Parameter Selection for Analyzing Conversations with Autism Spectrum Disorder
This work addresses the challenge of ASD diagnosis for psychologists and clinicians by providing a data-driven modeling approach to support diagnosis and intervention, though it appears incremental as it builds on existing feature analysis methods.
The paper tackled the problem of diagnosing autism spectrum disorder (ASD) by analyzing acoustic/prosodic and linguistic features from conversations between psychologists and children, identifying a minimal set of parameters to characterize ASD conversational behaviors and showing that psychologist behaviors also vary across groups.
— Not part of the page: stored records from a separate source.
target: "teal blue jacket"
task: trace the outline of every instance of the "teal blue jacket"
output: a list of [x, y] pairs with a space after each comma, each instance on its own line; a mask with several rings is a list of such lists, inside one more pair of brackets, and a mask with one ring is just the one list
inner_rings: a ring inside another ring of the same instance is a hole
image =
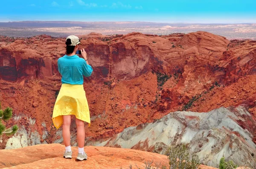
[[62, 76], [62, 83], [70, 84], [82, 84], [83, 75], [89, 77], [93, 71], [92, 67], [77, 55], [65, 55], [59, 58], [58, 59], [58, 68]]

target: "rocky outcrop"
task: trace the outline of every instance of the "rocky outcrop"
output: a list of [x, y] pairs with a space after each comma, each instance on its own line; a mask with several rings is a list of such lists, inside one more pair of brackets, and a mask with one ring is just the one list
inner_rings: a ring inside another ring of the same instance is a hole
[[125, 129], [113, 138], [87, 145], [114, 146], [164, 154], [171, 145], [188, 144], [205, 165], [217, 166], [221, 158], [235, 163], [256, 162], [253, 141], [256, 120], [242, 107], [209, 113], [176, 112], [151, 123]]
[[[145, 162], [152, 166], [169, 165], [167, 157], [151, 152], [130, 149], [89, 146], [84, 148], [87, 161], [77, 162], [78, 147], [72, 147], [73, 158], [63, 158], [65, 147], [59, 144], [42, 144], [16, 149], [0, 150], [0, 168], [9, 169], [123, 169], [137, 165], [144, 168]], [[8, 155], [6, 155], [8, 154]], [[11, 158], [10, 157], [12, 157]], [[6, 167], [6, 168], [5, 168]], [[201, 165], [202, 169], [213, 169]]]
[[[94, 70], [84, 84], [92, 120], [86, 126], [88, 141], [106, 141], [179, 110], [243, 104], [255, 117], [255, 41], [229, 41], [202, 31], [81, 37]], [[14, 109], [6, 126], [17, 124], [20, 129], [13, 137], [0, 138], [0, 149], [61, 143], [61, 128], [54, 128], [51, 117], [61, 85], [57, 60], [65, 53], [65, 39], [0, 38], [0, 101]], [[256, 143], [255, 130], [248, 131]]]

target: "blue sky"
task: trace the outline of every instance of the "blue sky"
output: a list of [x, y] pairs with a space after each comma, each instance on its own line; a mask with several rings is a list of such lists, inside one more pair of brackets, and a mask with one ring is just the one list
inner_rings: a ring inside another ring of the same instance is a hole
[[0, 21], [256, 23], [256, 0], [1, 1]]

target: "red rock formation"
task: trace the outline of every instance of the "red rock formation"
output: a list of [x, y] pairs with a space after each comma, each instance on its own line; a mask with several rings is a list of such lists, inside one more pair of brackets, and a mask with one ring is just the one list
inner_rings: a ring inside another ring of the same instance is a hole
[[[188, 110], [208, 112], [245, 104], [256, 113], [255, 41], [230, 42], [201, 31], [81, 37], [94, 70], [84, 85], [92, 117], [88, 139], [106, 139], [128, 126], [182, 110], [197, 96], [201, 97]], [[50, 117], [61, 85], [57, 61], [65, 53], [65, 39], [0, 38], [0, 101], [3, 107], [12, 107], [15, 115], [23, 113], [36, 119], [34, 126], [24, 119], [7, 125], [19, 123], [41, 134], [45, 122], [49, 135], [45, 140], [52, 143], [56, 130]], [[158, 86], [152, 70], [172, 77]]]
[[[141, 168], [144, 162], [153, 161], [152, 166], [157, 165], [168, 166], [167, 157], [157, 153], [130, 149], [105, 147], [86, 146], [84, 151], [88, 155], [87, 161], [77, 162], [75, 158], [77, 147], [72, 147], [73, 158], [63, 158], [64, 146], [59, 144], [42, 144], [12, 150], [0, 150], [0, 168], [55, 169], [118, 169], [127, 168], [130, 164], [137, 165]], [[12, 158], [7, 157], [12, 156]], [[28, 158], [29, 157], [29, 158]], [[202, 169], [214, 169], [213, 167], [201, 165]]]

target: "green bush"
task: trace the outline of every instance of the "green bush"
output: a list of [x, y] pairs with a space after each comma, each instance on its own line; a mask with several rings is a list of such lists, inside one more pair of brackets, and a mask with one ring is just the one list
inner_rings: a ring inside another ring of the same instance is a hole
[[162, 87], [164, 84], [164, 83], [170, 79], [172, 76], [169, 76], [166, 74], [162, 74], [160, 73], [156, 73], [157, 76], [157, 86], [158, 87]]
[[1, 120], [7, 121], [10, 119], [12, 116], [12, 109], [8, 107], [3, 111], [1, 106], [1, 102], [0, 102], [0, 135], [5, 134], [7, 136], [10, 136], [14, 135], [17, 132], [18, 129], [17, 125], [13, 126], [12, 127], [6, 129], [6, 126], [1, 122]]
[[198, 157], [190, 157], [186, 147], [183, 144], [171, 146], [166, 152], [170, 168], [172, 169], [197, 169], [200, 163]]
[[221, 158], [219, 168], [220, 169], [234, 169], [238, 166], [235, 165], [233, 161], [227, 161], [225, 160], [224, 157]]

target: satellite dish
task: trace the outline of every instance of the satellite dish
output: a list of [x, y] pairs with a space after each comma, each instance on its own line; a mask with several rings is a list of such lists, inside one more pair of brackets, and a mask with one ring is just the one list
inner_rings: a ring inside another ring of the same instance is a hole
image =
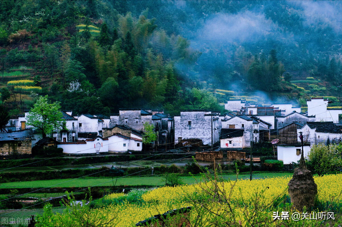
[[271, 143], [272, 144], [275, 144], [276, 143], [277, 143], [278, 142], [279, 142], [279, 139], [275, 139], [271, 141]]

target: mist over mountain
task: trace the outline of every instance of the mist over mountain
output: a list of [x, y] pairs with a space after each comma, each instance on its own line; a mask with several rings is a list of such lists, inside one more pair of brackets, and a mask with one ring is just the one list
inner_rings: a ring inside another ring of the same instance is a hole
[[9, 1], [0, 15], [2, 72], [33, 70], [0, 85], [22, 111], [36, 98], [11, 79], [76, 112], [340, 99], [341, 1]]

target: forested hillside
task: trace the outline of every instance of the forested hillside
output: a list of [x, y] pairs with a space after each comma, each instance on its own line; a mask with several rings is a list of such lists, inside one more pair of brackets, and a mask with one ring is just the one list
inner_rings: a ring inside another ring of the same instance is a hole
[[340, 1], [2, 1], [2, 102], [13, 115], [46, 94], [78, 114], [172, 115], [230, 97], [337, 100], [341, 12]]

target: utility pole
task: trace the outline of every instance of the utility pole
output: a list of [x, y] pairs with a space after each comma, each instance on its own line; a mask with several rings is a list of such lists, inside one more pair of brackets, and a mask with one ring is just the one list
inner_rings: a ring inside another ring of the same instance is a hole
[[211, 151], [213, 151], [213, 115], [211, 114]]
[[251, 161], [249, 162], [250, 165], [250, 170], [249, 170], [249, 180], [252, 180], [252, 166], [253, 164], [253, 161], [252, 161], [253, 160], [253, 157], [252, 156], [252, 146], [253, 145], [253, 129], [251, 130]]

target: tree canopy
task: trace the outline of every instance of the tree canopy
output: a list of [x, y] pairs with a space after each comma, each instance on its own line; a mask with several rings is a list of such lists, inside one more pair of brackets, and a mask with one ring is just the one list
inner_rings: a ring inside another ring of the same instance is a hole
[[47, 95], [40, 96], [27, 118], [27, 125], [40, 130], [43, 137], [51, 133], [54, 129], [61, 129], [64, 121], [59, 102], [50, 103], [48, 97]]

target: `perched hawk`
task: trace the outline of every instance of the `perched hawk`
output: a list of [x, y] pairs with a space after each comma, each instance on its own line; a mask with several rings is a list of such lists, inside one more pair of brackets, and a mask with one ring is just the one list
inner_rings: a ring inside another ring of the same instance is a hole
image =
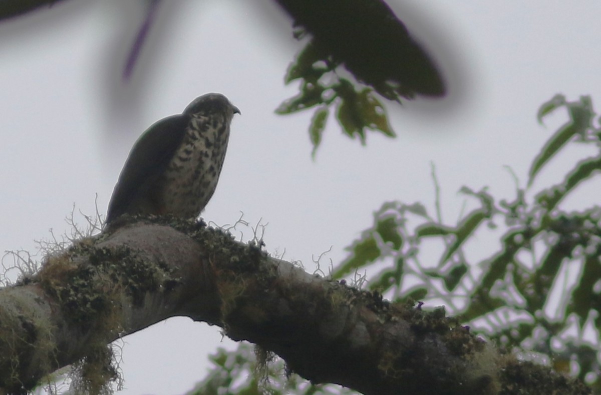
[[121, 171], [106, 223], [124, 214], [196, 218], [215, 191], [235, 113], [227, 98], [209, 93], [148, 128]]

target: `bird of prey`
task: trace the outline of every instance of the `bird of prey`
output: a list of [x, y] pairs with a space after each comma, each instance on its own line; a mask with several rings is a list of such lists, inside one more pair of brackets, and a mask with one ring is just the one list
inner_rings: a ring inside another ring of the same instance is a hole
[[121, 170], [106, 224], [124, 214], [195, 219], [215, 191], [236, 113], [227, 98], [209, 93], [149, 127]]

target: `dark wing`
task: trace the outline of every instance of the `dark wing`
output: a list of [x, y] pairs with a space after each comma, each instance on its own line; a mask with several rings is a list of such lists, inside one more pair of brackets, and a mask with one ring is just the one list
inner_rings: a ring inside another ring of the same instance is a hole
[[182, 143], [189, 117], [172, 115], [155, 122], [134, 144], [113, 190], [106, 223], [127, 212], [148, 182], [162, 174]]

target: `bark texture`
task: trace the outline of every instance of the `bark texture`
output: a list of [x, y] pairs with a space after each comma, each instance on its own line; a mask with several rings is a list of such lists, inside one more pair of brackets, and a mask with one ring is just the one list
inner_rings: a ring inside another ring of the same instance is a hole
[[365, 394], [588, 393], [499, 355], [444, 309], [389, 303], [203, 223], [145, 221], [82, 240], [0, 289], [0, 393], [82, 358], [103, 367], [88, 378], [101, 385], [108, 343], [174, 316], [273, 351], [314, 383]]

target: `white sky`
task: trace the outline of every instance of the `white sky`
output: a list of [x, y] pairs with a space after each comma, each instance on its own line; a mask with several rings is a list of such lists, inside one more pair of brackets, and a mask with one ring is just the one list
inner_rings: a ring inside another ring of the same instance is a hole
[[[240, 211], [252, 223], [262, 218], [267, 249], [310, 267], [312, 255], [331, 246], [329, 257], [342, 260], [385, 201], [431, 208], [431, 160], [451, 223], [462, 185], [512, 198], [503, 165], [523, 184], [532, 158], [565, 120], [540, 126], [538, 106], [558, 92], [573, 100], [590, 94], [594, 103], [601, 97], [599, 0], [391, 0], [441, 63], [451, 94], [389, 107], [398, 137], [370, 134], [366, 147], [343, 136], [331, 116], [313, 161], [312, 112], [273, 112], [296, 92], [282, 83], [299, 49], [285, 18], [267, 0], [166, 2], [125, 87], [119, 79], [142, 2], [66, 2], [0, 22], [0, 250], [34, 251], [49, 229], [68, 231], [73, 203], [93, 214], [96, 193], [105, 213], [138, 136], [207, 92], [225, 94], [242, 115], [203, 217], [219, 225]], [[535, 188], [558, 181], [569, 166], [546, 172]], [[570, 204], [595, 202], [594, 188]], [[128, 337], [120, 393], [182, 393], [203, 378], [207, 354], [219, 346], [234, 346], [218, 328], [185, 318]]]

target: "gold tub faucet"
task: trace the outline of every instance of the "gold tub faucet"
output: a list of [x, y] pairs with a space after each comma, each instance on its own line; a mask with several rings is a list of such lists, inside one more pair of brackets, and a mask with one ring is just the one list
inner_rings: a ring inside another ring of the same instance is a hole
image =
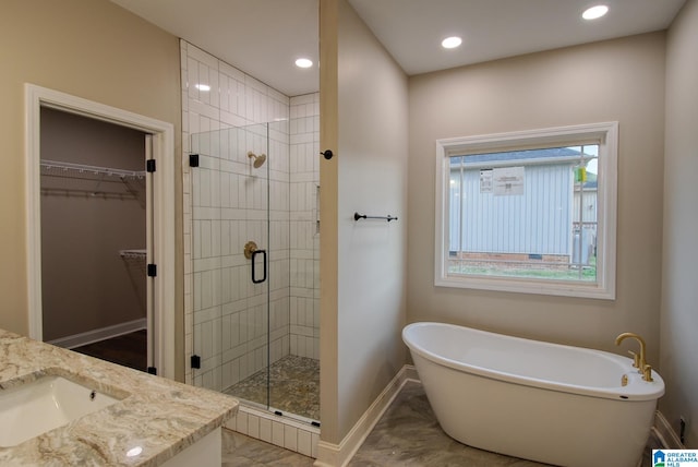
[[652, 367], [647, 364], [645, 360], [645, 339], [635, 333], [623, 333], [618, 337], [615, 338], [615, 345], [619, 346], [623, 340], [626, 338], [636, 339], [640, 344], [640, 355], [638, 356], [633, 350], [628, 350], [628, 352], [633, 356], [633, 367], [637, 368], [638, 373], [642, 374], [642, 379], [645, 381], [652, 381]]

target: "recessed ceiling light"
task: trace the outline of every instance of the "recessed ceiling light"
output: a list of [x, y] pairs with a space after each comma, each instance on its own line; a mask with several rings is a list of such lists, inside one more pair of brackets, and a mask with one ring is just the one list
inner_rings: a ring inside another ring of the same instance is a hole
[[296, 67], [298, 68], [311, 68], [313, 65], [313, 61], [306, 58], [299, 58], [296, 60]]
[[609, 7], [606, 7], [605, 4], [598, 4], [595, 7], [591, 7], [585, 10], [585, 12], [581, 13], [581, 17], [583, 17], [585, 20], [595, 20], [598, 17], [603, 16], [607, 12], [609, 12]]
[[455, 49], [460, 44], [462, 44], [462, 39], [458, 36], [446, 37], [441, 41], [441, 46], [445, 49]]

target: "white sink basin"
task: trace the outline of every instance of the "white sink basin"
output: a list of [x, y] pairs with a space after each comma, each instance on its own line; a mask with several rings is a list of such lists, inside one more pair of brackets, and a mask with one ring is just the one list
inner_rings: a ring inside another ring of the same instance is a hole
[[0, 446], [15, 446], [118, 402], [56, 375], [0, 391]]

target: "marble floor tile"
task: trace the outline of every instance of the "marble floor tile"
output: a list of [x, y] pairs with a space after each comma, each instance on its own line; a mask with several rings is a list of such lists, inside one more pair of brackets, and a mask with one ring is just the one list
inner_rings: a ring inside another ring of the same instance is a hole
[[221, 467], [311, 467], [315, 459], [255, 440], [231, 430], [222, 430]]
[[289, 355], [274, 362], [268, 373], [260, 371], [224, 393], [262, 405], [269, 397], [274, 409], [320, 420], [320, 361]]
[[407, 382], [353, 456], [351, 467], [534, 467], [545, 464], [460, 444], [438, 426], [422, 385]]
[[[651, 465], [648, 441], [641, 467]], [[312, 466], [314, 459], [224, 430], [224, 466]], [[422, 385], [409, 381], [373, 428], [349, 467], [541, 467], [532, 460], [477, 450], [449, 438], [438, 426]]]

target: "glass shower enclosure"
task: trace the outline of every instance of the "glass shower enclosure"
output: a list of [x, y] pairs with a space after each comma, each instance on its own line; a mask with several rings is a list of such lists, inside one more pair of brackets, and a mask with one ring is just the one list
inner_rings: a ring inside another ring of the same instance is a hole
[[191, 148], [194, 384], [317, 424], [316, 153], [289, 121], [194, 134]]

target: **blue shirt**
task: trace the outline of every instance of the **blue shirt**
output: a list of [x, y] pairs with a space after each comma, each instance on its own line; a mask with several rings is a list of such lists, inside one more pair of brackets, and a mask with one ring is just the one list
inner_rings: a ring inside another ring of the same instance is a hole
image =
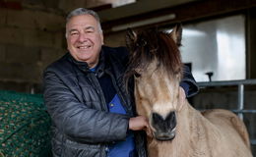
[[[91, 69], [95, 72], [96, 68]], [[126, 111], [117, 95], [116, 89], [113, 86], [110, 76], [103, 75], [97, 78], [107, 103], [110, 113], [126, 115]], [[134, 133], [131, 131], [127, 131], [126, 139], [123, 141], [115, 141], [108, 145], [107, 157], [134, 157], [135, 156], [135, 141]]]

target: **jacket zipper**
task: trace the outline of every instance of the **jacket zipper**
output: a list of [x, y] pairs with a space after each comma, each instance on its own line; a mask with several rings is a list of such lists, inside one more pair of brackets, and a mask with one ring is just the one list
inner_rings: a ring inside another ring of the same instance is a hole
[[115, 90], [116, 90], [117, 95], [118, 95], [119, 98], [121, 99], [122, 105], [124, 105], [124, 109], [125, 109], [126, 113], [127, 113], [129, 116], [131, 116], [131, 112], [128, 110], [128, 105], [127, 105], [126, 101], [124, 100], [123, 95], [121, 94], [121, 91], [120, 91], [118, 85], [116, 84], [116, 81], [115, 81], [115, 79], [114, 79], [113, 75], [111, 75], [111, 74], [110, 74], [109, 72], [107, 72], [107, 71], [106, 71], [106, 73], [107, 73], [107, 74], [110, 76], [110, 78], [111, 78], [111, 81], [112, 81], [112, 83], [113, 83], [113, 85], [114, 85], [114, 88], [115, 88]]

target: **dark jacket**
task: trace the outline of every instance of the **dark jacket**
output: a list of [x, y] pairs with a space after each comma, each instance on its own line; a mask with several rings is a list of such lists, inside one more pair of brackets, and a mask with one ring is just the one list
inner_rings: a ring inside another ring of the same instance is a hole
[[[134, 116], [133, 98], [127, 93], [123, 76], [128, 62], [124, 47], [102, 46], [98, 68], [95, 73], [86, 63], [67, 53], [51, 64], [43, 74], [44, 101], [52, 118], [52, 152], [61, 157], [105, 157], [106, 146], [124, 140], [129, 118]], [[107, 73], [128, 115], [109, 113], [96, 77]], [[195, 84], [187, 74], [186, 81]], [[186, 76], [186, 75], [185, 75]], [[197, 92], [197, 86], [192, 87]], [[145, 141], [136, 133], [136, 148], [146, 157]]]

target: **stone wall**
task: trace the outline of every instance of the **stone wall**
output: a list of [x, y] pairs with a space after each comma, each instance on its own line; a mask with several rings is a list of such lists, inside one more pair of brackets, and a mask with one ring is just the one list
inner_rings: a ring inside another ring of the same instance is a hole
[[63, 15], [0, 9], [0, 89], [40, 90], [43, 69], [65, 53]]

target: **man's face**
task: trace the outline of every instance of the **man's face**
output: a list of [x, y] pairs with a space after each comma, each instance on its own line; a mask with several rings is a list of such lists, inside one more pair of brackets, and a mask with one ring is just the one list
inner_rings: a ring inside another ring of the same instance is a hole
[[66, 25], [68, 50], [77, 61], [87, 62], [90, 68], [96, 66], [103, 44], [98, 26], [91, 15], [73, 17]]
The diagnosis of autism spectrum disorder (ASD) is a complex, challenging task as it depends on the analysis of interactional behaviors by psychologists rather than the use of biochemical diagnostics. In this paper, we present a modeling approach to ASD diagnosis by analyzing acoustic/prosodic and linguistic features extracted from diagnostic conversations between a psychologist and children who either are typically developing (TD) or have ASD. We compare the contributions of different features across a range of conversation tasks. We focus on finding a minimal set of parameters that characterize conversational behaviors of children with ASD. Because ASD is diagnosed through conversational interaction, in addition to analyzing the behavior of the children, we also investigate whether the psychologist's conversational behaviors vary across diagnostic groups. Our results can facilitate fine-grained analysis of conversation data for children with ASD to support diagnosis and intervention.